As with other summary measures, the RMST value without the context of the survival curves could be misleading about clinical significance of the experimental treatment. For example, consider a trial in which metronomic chemotherapy was compared with placebo in progressive pediatric malignant solid tumors.52 No significant improvement was reported for the metronomic therapy, with median PFS of 49 and 46 days in the experimental and control arms, respectively (HR, 0.69; 95% CI, 0.47 to 1.03; log-rank P = .07).
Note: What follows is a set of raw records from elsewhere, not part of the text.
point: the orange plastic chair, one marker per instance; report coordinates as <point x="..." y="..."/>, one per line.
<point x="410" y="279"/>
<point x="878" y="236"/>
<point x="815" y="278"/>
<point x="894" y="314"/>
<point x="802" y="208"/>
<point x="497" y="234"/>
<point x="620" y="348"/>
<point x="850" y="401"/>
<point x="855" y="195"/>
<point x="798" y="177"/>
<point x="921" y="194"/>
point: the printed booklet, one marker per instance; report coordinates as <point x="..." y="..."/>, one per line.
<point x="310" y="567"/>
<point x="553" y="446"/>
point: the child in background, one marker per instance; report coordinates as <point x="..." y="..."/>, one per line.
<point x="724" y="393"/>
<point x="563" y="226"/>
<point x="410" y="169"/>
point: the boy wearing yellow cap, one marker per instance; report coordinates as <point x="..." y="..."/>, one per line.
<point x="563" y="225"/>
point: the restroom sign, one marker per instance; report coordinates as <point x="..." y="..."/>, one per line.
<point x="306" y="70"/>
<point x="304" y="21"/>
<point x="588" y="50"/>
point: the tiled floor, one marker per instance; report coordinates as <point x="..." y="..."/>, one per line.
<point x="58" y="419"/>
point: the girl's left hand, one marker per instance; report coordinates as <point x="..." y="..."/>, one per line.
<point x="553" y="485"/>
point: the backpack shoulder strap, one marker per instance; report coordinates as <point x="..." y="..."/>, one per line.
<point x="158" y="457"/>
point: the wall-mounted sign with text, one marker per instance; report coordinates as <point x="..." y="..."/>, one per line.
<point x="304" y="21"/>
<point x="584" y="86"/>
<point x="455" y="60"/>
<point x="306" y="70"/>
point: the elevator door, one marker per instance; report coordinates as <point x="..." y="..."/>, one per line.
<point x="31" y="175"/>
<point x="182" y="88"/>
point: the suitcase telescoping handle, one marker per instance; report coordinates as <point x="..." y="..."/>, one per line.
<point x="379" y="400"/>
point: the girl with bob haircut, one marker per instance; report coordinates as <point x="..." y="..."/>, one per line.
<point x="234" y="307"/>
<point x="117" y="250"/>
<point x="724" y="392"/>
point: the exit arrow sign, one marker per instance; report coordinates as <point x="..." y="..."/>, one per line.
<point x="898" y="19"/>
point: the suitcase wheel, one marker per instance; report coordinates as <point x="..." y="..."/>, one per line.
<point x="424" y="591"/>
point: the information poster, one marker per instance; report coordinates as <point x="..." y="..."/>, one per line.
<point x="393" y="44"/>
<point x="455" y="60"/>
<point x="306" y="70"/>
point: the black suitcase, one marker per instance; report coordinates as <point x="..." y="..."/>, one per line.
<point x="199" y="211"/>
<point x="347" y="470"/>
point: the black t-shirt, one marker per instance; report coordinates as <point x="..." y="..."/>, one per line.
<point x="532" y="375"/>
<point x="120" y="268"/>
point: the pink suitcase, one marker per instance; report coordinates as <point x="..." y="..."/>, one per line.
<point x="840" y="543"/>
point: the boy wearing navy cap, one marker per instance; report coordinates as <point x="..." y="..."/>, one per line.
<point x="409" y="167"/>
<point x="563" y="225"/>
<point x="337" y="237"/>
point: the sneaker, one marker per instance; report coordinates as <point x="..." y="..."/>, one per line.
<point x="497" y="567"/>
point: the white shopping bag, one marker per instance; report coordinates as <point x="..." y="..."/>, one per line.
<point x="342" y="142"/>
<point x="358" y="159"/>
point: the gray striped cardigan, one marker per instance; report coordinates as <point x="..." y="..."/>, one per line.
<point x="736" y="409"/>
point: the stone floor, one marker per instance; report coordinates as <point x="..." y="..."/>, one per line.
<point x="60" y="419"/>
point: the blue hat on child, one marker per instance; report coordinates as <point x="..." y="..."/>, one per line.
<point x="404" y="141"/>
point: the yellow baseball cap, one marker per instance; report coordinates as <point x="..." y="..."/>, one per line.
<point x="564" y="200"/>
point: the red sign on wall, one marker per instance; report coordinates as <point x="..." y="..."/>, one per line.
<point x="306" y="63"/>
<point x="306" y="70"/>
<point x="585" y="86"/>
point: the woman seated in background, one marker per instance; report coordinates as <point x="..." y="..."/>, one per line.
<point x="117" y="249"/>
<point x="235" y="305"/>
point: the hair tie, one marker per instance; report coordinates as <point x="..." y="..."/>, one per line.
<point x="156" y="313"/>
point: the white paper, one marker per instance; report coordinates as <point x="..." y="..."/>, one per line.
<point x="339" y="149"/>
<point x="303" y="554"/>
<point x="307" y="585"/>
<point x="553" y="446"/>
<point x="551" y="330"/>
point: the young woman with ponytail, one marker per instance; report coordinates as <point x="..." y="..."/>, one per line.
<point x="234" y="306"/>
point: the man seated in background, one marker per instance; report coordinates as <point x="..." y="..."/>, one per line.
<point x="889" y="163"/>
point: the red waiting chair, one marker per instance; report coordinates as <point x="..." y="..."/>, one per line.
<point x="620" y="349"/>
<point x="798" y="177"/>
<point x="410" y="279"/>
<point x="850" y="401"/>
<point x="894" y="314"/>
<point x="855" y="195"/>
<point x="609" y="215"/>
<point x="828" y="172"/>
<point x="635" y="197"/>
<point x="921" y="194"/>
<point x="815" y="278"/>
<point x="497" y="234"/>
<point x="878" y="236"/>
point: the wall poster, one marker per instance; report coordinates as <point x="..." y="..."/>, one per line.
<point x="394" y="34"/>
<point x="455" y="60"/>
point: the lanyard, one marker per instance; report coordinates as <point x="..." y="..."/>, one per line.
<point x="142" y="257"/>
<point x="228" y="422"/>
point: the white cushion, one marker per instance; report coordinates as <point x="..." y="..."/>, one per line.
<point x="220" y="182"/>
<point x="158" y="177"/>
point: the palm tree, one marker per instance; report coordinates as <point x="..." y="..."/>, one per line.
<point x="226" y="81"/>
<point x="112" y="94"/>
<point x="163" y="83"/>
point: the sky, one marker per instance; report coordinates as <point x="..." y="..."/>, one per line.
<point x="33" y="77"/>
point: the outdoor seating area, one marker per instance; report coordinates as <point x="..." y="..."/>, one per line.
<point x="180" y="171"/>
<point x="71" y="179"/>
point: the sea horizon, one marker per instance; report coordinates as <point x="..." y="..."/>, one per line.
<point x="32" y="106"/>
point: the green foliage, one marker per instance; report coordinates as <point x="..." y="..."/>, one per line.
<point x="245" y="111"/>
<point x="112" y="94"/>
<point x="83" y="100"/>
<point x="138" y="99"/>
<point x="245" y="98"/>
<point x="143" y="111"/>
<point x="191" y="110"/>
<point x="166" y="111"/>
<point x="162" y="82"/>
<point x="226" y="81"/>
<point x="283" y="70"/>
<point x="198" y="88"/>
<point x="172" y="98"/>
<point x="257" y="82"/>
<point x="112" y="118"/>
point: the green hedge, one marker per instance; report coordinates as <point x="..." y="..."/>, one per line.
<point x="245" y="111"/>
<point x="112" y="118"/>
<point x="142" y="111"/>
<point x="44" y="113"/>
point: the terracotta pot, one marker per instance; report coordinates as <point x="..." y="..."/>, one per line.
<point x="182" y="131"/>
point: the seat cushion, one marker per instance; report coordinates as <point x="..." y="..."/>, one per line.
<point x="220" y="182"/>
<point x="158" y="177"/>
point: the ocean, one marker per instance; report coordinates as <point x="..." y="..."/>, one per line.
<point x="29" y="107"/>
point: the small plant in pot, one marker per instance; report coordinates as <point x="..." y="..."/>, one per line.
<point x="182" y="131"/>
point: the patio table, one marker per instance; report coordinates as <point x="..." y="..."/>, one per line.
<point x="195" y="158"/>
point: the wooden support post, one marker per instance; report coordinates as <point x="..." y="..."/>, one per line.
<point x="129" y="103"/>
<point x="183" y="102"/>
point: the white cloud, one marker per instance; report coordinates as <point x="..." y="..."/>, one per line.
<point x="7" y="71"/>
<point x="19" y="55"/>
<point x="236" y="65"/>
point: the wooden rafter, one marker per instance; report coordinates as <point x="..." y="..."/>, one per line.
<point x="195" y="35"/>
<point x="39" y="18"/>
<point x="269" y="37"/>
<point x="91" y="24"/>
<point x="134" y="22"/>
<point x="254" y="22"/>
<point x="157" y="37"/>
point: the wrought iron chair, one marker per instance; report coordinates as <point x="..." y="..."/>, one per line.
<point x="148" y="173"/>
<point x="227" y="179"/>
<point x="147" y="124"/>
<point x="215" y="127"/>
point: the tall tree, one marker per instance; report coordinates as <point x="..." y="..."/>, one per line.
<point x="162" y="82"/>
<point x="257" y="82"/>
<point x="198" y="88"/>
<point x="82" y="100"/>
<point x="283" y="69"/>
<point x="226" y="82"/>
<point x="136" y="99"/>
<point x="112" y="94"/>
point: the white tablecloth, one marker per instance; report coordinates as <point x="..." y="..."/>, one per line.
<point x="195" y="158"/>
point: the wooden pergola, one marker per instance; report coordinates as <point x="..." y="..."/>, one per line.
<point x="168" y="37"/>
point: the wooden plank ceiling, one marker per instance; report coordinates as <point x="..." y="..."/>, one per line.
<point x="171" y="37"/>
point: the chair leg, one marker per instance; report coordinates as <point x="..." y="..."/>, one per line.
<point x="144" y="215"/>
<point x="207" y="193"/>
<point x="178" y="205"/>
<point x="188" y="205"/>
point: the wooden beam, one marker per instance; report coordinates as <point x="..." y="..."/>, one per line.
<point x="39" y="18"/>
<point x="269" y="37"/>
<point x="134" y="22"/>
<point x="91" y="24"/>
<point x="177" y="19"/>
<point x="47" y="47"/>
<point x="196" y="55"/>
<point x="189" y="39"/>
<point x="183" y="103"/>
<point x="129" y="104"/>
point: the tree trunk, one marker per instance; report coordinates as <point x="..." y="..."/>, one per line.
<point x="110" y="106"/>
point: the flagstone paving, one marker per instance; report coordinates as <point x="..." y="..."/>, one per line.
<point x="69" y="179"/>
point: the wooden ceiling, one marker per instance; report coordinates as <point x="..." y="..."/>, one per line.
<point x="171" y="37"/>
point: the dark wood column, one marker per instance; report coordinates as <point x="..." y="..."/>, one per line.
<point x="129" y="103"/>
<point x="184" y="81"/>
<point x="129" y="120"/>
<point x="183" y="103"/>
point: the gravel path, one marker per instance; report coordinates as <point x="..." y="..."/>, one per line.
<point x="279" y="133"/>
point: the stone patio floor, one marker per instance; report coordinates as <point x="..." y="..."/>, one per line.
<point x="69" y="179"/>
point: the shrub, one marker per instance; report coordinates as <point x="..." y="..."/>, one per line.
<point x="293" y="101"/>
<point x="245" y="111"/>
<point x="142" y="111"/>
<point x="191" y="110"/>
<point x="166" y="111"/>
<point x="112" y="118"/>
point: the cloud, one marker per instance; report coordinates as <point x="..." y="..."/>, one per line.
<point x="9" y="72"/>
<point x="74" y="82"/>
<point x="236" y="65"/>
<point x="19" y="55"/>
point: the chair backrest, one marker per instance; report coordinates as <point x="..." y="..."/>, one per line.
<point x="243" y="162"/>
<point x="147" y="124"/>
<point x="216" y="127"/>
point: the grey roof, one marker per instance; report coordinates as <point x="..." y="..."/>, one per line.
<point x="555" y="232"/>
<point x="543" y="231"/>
An RMST reanalysis10 reported a 0.8-month difference in PFS RMST (2.4 v 1.6 months for the metronomic and placebo arms, respectively), which was statistically significant (P = .02). Fang et al10 concluded that their RMST analysis “provided a more clinically meaningful interpretation of the treatment effect.” Given absence of any clinically meaningful differences in the observed PFS curves,52 one would have to agree with Pramanik et al11 that regardless of the statistical significance, “this meager difference between mean survivals may remain clinically unimportant.”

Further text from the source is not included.